# OPPO Special Promotions ?



## MichiganMan (Aug 4, 2008)

Are there any special offers or incentives for the OPPO-93?

Is there any benefit of purchasing through any particular site like HomeTheaterShack, AVS, etc?

Or is it better to go direct through OPPO?


----------



## ozar (Feb 12, 2012)

I've personally never seen new units sold anywhere for lower than $499. I'm guessing that it's probably better for OPPO if you buy directly from them, but the lowest price I could find when I bought my own was at amazon.


----------



## Jungle Jack (Jul 28, 2009)

MichiganMan said:


> Are there any special offers or incentives for the OPPO-93?
> 
> Is there any benefit of purchasing through any particular site like HomeTheaterShack, AVS, etc?
> 
> Or is it better to go direct through OPPO?


Hello,
We do not sell OPPO BDP's or any other AV Equipment for that matter. Rather, OPPO is a Sponsor and supporter of HTS. As for pricing, I have never seen a current OPPO On Sale and have often seen their discontinued DVD Players selling for full MSRP and sometimes even over several years after it being phased out. 

I do think an aspect of the DVD Player prices being what they were/are is that they offered Region 0 (All DVD Regions), and NTSC-PAL Conversion out of the box with a simple Remote Control Sequence. However, the Blu Ray Licencing folks did not much seem to appreciate this feature and is no longer available on any of the released Blu-Ray Players. Needless to say, there are Aftermarket Kits, but they do void your Warranty. However, the chances of an OPPO needing Repair during the Warranty Period are quite slim. 

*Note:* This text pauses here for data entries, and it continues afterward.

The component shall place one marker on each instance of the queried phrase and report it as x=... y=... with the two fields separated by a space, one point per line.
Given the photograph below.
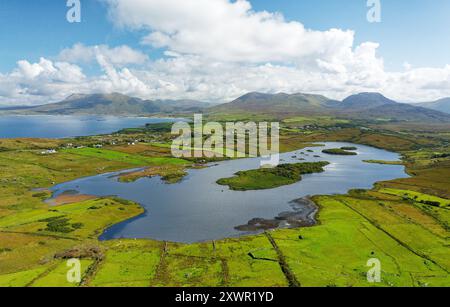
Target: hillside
x=277 y=104
x=112 y=104
x=367 y=106
x=442 y=105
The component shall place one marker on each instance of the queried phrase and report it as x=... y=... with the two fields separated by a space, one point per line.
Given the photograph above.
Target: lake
x=59 y=126
x=198 y=209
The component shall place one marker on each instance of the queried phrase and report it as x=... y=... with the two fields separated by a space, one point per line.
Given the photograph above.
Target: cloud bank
x=217 y=50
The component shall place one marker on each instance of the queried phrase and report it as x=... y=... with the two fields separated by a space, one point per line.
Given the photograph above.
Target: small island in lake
x=270 y=178
x=343 y=151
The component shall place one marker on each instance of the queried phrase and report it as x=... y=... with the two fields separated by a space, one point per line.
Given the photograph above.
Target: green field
x=269 y=178
x=404 y=223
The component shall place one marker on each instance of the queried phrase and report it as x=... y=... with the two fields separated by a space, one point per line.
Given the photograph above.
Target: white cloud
x=217 y=50
x=227 y=31
x=121 y=55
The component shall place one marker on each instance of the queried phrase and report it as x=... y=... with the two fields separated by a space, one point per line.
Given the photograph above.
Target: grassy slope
x=409 y=237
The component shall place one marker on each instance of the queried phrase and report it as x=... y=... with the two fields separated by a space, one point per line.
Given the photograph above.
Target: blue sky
x=218 y=49
x=416 y=31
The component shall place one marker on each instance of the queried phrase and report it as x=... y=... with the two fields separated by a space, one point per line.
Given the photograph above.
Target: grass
x=124 y=157
x=419 y=197
x=398 y=222
x=269 y=178
x=339 y=151
x=57 y=277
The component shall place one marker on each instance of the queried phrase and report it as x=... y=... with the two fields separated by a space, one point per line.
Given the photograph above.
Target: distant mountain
x=442 y=105
x=365 y=101
x=277 y=104
x=112 y=104
x=367 y=106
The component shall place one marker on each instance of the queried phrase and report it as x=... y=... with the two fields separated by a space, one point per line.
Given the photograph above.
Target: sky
x=217 y=50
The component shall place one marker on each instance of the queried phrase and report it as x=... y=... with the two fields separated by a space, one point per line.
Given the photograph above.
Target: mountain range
x=112 y=104
x=442 y=105
x=365 y=106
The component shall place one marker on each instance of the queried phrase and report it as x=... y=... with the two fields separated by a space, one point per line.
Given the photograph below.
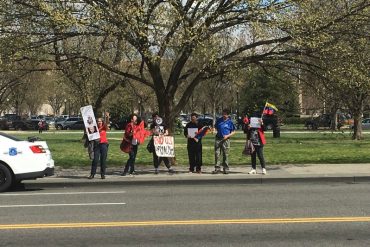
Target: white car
x=22 y=160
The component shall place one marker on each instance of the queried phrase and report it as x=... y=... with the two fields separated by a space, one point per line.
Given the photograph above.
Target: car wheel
x=5 y=178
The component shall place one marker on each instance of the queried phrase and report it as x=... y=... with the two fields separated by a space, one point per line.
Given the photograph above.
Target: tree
x=146 y=37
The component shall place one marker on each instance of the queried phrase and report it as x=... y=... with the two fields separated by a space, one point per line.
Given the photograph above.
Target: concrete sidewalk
x=308 y=173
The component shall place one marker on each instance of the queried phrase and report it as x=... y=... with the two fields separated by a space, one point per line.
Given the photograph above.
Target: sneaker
x=253 y=171
x=216 y=171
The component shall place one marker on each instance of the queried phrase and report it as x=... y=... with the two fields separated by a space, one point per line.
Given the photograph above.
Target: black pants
x=259 y=153
x=157 y=161
x=100 y=154
x=130 y=164
x=195 y=155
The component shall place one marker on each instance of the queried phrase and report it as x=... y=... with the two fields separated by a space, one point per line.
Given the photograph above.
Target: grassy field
x=291 y=148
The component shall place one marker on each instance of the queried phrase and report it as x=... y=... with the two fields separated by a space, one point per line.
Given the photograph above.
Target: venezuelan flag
x=269 y=109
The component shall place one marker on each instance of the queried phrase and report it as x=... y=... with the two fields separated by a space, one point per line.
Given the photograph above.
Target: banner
x=91 y=126
x=164 y=146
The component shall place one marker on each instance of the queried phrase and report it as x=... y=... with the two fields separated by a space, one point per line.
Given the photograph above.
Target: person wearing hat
x=225 y=129
x=194 y=146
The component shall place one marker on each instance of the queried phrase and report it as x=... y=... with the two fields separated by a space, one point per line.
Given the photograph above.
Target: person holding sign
x=158 y=128
x=101 y=149
x=194 y=145
x=225 y=129
x=256 y=135
x=130 y=130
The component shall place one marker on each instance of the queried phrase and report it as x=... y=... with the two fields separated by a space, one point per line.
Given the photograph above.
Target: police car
x=22 y=160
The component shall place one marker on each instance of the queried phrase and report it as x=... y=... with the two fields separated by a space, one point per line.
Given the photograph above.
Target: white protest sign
x=164 y=146
x=90 y=123
x=255 y=122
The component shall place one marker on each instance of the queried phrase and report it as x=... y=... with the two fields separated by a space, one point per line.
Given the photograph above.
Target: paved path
x=348 y=173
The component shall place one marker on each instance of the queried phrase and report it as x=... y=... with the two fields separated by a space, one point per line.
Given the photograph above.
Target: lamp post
x=7 y=105
x=65 y=106
x=237 y=104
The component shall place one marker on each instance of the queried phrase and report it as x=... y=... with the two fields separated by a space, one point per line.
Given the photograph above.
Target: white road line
x=64 y=193
x=64 y=204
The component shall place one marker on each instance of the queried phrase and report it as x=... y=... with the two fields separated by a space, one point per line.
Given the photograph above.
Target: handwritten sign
x=90 y=122
x=255 y=122
x=164 y=146
x=192 y=132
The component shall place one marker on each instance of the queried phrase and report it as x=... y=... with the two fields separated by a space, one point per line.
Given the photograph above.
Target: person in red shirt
x=100 y=149
x=130 y=131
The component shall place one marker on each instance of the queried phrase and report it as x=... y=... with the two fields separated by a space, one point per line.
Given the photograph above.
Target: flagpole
x=264 y=109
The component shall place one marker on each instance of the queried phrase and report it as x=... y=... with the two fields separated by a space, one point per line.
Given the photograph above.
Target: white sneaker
x=253 y=171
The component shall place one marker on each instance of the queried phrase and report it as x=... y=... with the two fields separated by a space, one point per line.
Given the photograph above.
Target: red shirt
x=103 y=134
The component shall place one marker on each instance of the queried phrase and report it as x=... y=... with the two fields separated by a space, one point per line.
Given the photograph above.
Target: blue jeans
x=258 y=153
x=130 y=164
x=100 y=154
x=222 y=147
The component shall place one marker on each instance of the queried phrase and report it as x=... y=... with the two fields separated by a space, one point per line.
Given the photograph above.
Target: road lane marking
x=185 y=222
x=63 y=193
x=61 y=204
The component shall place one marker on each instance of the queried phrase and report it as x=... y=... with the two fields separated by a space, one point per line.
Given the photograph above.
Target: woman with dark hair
x=256 y=135
x=100 y=149
x=130 y=130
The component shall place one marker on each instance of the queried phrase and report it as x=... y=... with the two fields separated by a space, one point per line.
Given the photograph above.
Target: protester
x=159 y=128
x=194 y=145
x=257 y=137
x=41 y=125
x=100 y=149
x=225 y=129
x=130 y=130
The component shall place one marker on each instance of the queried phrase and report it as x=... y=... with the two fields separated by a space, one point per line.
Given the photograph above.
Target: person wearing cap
x=257 y=137
x=194 y=146
x=225 y=129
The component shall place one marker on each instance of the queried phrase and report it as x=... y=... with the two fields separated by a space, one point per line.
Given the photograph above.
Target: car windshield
x=10 y=137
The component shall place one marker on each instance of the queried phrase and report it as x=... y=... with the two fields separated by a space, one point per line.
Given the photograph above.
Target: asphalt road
x=218 y=215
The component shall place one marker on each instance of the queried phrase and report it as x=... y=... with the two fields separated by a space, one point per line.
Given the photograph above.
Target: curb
x=65 y=182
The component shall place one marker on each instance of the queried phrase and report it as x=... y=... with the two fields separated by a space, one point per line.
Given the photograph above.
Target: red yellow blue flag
x=269 y=109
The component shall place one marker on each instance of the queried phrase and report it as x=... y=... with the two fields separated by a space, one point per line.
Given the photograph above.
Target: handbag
x=125 y=146
x=248 y=148
x=150 y=146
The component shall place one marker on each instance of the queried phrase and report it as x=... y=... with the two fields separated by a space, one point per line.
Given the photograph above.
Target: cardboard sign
x=255 y=122
x=164 y=146
x=91 y=126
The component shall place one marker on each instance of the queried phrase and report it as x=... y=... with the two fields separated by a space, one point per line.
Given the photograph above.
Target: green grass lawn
x=291 y=148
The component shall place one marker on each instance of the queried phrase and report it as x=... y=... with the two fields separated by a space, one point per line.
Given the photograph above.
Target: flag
x=269 y=109
x=141 y=133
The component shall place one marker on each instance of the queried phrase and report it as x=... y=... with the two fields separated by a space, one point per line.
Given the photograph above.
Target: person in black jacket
x=194 y=145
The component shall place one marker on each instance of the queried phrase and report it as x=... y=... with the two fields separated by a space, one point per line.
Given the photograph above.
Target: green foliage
x=275 y=87
x=291 y=148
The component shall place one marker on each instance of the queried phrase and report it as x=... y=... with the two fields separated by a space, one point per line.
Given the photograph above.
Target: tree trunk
x=357 y=126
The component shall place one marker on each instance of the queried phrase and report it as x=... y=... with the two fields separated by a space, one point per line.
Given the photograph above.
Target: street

The desire and need for Multiregion Playback is far larger in Europe and it is where almost all Multiregion Kits come from as US DVD/BD's are far cheaper and many blockbusters are released far earlier on Home Media in the US than the ROW. However, due to rampant piracy, this is actually changing. At least in terms of Movie Release Schedules. OPPO's offer some of the strongest Resale Value of any brand out there. Provided it is from an Authorized Dealer, I would not spend too much time debating where to procure it. I have always personally always purchased from OPPO.
J


----------